Tobias Lehnert hat gerade sein Studium beendet und findet in München einen Job beim Jugendmagazin einer großen Tageszeitung. Angeheuert als freier Journalist, kann er bald mit eigenem Ressort und festem Arbeitsvertrag aufwarten – der Traum eines jeden Berufseinsteigers. Wichtige Sitzungen und Tipp Kick -Spiele im Redaktionsbüro, spannende Interviewtermine und endlose Nächte vor dem Rechner, die meist in hippen Bars mit Kollegen enden, dazu immer die heißesten Konzertkarten, die trendigsten Themen und die hübschesten Praktikantinnen, dies ist jetzt Tobias’ Leben. Um welches Thema es auch geht: Er ist ganz weit vorn. Dass darunter seine Beziehung zu Freundin Emily leidet, wird Tobias erst klar, als die beiden sich schon meilenweit voneinander entfernt haben – und er selbst nicht mehr recht weiß, in welcher Welt er eigentlich zuhause ist.
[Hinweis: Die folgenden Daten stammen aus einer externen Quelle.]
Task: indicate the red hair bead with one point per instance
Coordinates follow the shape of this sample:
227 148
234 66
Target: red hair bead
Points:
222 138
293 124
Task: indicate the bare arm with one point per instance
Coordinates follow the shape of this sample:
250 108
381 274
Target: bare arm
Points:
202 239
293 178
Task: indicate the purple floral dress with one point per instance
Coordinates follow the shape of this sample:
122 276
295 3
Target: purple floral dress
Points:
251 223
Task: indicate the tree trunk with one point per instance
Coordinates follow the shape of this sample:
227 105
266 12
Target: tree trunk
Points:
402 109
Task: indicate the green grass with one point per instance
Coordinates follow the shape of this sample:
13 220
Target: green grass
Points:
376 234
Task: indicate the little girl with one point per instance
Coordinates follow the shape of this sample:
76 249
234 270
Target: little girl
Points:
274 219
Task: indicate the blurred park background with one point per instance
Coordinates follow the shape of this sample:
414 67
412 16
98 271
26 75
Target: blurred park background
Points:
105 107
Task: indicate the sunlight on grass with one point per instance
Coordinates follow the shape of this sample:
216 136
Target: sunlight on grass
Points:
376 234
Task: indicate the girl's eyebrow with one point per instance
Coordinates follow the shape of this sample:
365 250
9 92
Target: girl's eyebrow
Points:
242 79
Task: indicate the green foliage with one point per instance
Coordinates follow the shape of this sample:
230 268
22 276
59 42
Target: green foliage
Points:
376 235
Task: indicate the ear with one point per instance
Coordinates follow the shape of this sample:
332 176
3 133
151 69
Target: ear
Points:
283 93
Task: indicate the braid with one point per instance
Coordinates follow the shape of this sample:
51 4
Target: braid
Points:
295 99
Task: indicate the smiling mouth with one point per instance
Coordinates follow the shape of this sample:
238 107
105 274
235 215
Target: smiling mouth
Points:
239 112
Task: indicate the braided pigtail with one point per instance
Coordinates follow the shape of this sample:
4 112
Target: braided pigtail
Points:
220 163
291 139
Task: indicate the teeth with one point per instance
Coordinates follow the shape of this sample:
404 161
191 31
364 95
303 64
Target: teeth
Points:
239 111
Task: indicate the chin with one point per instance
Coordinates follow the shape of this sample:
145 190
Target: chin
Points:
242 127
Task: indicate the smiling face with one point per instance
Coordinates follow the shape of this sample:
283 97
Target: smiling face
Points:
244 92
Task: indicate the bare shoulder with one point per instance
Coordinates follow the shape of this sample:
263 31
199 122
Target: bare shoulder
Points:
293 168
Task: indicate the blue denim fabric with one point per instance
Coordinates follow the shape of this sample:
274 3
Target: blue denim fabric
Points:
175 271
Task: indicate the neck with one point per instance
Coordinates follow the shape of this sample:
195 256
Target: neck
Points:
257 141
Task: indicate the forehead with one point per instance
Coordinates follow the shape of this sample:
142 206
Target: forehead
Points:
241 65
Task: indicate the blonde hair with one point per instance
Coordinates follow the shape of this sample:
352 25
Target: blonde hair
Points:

Andreas Bernard beschreibt in „Vorn" das Lebensgefühl der 90er Jahre, als man sich in lockerer Workaholic-Athmosphäre die Nächte in expandierenden Internet-Startups, blinkenden Werbeagenturen und hippen Redaktionsbüros um die Ohren geschlagen hat.
Mittendrin bewegt sich Tobias, der völlig fasziniert von der bunten, scheinbar  unbeschwerten Welt der trendigen Jungredakteure ist und sich kopfüber in dieses neue Leben stürzt, bis er selbst perfekt dazu gehört.

Erst spät merkt er, dass es mehr geben muss als coole Locations, angesagte Klamotten und schmollmündige Redaktionsassistenzen - und wie sehr man sich verbiegt, wenn man stets nur auf jeder Welle  ganz „vorn" mitreiten will.

So bleibt vom Tobias Anfangseuphorismus am Ende die Erkenntnis, dass das Gleichgewicht zwischen dem eigenen Lebensentwurf und dem jeweils angesagten Gruppentamtam gar nicht so leicht zu finden ist. Bernhards „Vorn" ist ein locker und beschwingt geschriebener Roman über die moderne Arbeitswelt und die Suche nach Identität im ewigen Trendkarussell.

Andreas Bernard ist Redakteur des »Magazins« der der Süddeutschen Zeitung.